Muito tem se falado sobre a nova forma de se fazer televisão, especialmente com a entrada da Netflix. Se antes a TV a cabo era refúgio para quem buscava séries mais transgressoras, atualmente serviços streaming produzem conteúdo melhor ou tão bom quanto uma HBO, por exemplo. Além de inaugurarem um novo jeito de consumir televisão, esses serviços deram uma liberdade maior aos criadores, que não precisam, necessariamente, inventar histórias mirabolantes para prender a audiência, já que não dependem de anunciantes. Portanto, Master of None, nova comédia produzida pela Netflix, é uma série que, provavelmente, não teria vida longa na televisão comum, simplesmente porque quebra com tudo o que se espera de um seriado cômico tradicional.

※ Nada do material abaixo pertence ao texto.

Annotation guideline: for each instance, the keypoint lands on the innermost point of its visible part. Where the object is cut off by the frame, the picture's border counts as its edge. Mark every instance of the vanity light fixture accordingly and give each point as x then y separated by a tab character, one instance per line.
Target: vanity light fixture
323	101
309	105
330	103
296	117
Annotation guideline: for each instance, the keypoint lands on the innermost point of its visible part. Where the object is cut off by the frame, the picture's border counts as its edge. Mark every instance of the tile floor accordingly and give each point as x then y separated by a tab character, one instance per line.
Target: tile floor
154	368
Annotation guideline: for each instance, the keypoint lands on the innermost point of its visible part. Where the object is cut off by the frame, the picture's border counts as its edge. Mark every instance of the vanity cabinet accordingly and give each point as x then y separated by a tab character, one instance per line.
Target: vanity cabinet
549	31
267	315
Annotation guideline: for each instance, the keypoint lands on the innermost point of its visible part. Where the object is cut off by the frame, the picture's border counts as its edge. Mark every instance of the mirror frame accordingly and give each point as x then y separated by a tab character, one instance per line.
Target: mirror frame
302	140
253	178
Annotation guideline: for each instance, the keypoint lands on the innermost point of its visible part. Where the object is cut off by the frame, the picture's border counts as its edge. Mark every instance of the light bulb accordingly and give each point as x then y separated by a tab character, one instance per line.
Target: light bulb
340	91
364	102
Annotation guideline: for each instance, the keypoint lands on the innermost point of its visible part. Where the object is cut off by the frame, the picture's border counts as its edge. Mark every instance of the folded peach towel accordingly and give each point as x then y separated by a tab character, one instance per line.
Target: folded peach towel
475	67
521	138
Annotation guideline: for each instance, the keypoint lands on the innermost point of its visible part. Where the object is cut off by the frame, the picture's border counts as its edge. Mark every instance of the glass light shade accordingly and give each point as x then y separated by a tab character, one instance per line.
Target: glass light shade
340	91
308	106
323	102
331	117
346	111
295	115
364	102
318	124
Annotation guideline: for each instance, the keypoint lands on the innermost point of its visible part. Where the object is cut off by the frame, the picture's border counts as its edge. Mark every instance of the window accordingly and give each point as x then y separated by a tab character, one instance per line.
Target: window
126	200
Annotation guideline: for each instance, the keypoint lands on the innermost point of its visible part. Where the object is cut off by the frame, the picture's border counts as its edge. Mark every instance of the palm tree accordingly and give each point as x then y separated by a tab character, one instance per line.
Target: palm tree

Criada pelo comediante Aziz Ansari (Parks and Recreation) e pelo roteirista Alan Yang (também de Parks), Master of None mostra a rotina de Dev, filho de imigrantes indianos. No alto de seus 30 anos, Dev vive em Nova York e tenta a vida como ator, aparecendo em diversos comerciais de qualidade duvidosa. Sem uma trama central, a série vai discutindo temas delicados de forma inteligente, construindo personagens interessantes, que acabam conquistando o público aos poucos.
Master of None lembra bem a proposta de Seinfeld, a série sobre o nada. Assim, é uma comédia de observação, quase com episódios-crônicas. Vemos tudo pelo ponto de vista de Dev e dos seus amigos, que trocam experiências e vão discutindo problemas da vida moderna, como relacionamento com os pais, com homens, mulheres, racismo, feminismo e misoginia. Mas se em Seinfeld a estrutura seguia os padrões de uma comédia tradicional, Master tem liberdade para contar sua história da forma como bem entender. Assim, temos episódios inspiradíssimos, como aquele que escancara a forma com a qual os americanos mostram uma versão estereotipada de indianos na televisão (ou qualquer etnia diferente da predominante) ou um lindo episódio onde a série mostra a relação de Dev com sua namorada no período de um ano, discutindo de forma bem realista o sabor agridoce de um relacionamento sério.
Master é uma série sobre a vida, sem nenhum romantismo, transformando reclamações universais em uma reflexão bem mais madura.
E é interessante perceber que Master of None não é uma série na qual a audiência morre de rir. Ao invés disso, temos, aqui, um produto de reflexão, sem que isso se torne chato ou cansativo. A abordagem dos temas é universal, moderna, os personagens são simpáticos e os diálogos são inteligentes, mas jamais pretensiosos. Ainda que Aziz soe praticamente igual seu personagem em Parks and Recreation, o comediante parece ter encontrado o tom certo. O ator brinca o tempo todo com a estrutura clássica americana de se fazer piada e se recusa a usar a tão famosa punchline, a parte final de uma piada em que a intenção é gerar gargalhada no público. Master é uma série sobre a vida, sem nenhum romantismo, transformando reclamações universais em uma reflexão bem mais madura.
E ainda que jamais soe panfletária, a crítica ao racismo norte-americano está presente durante todos os dez episódios da primeira temporada. Aziz consegue ampliar a questão de forma inteligente, já que a série não transforma diálogos em discursos expositivos sobre o que é ser minoria, mas vai mostrando ao público naturalmente sua visão de mundo – e aqui temos uma brilhante referência a Friends, que volta e meia é acusada de ter sido um seriado racista. A série ainda tem tempo para falar sobre a diferença salarial entre homens e mulheres, a escolha de ter ou não filhos, a luta dos pais para garantir um futuro para os filhos, a experiência de morar sozinho e por aí vai.
Com cada episódio tendo um tema específico, a série começa com assuntos mais leves para depois se aprofundar em questões mais reflexivas. O que começa parecendo um Louie mais feliz, acaba se transformando em um interessante exame do que é fazer ou estar perto dos 30 anos e as questões da vida moderna. A série, então, vai na direção contrária às comédias românticas, mesmo quando é romântica. Já madura, Master of None coloca em evidência as neuroses da geração atual, seus desejos e dúvidas, sendo uma das produções mais bem articuladas da Netflix e uma das grandes surpresas do ano.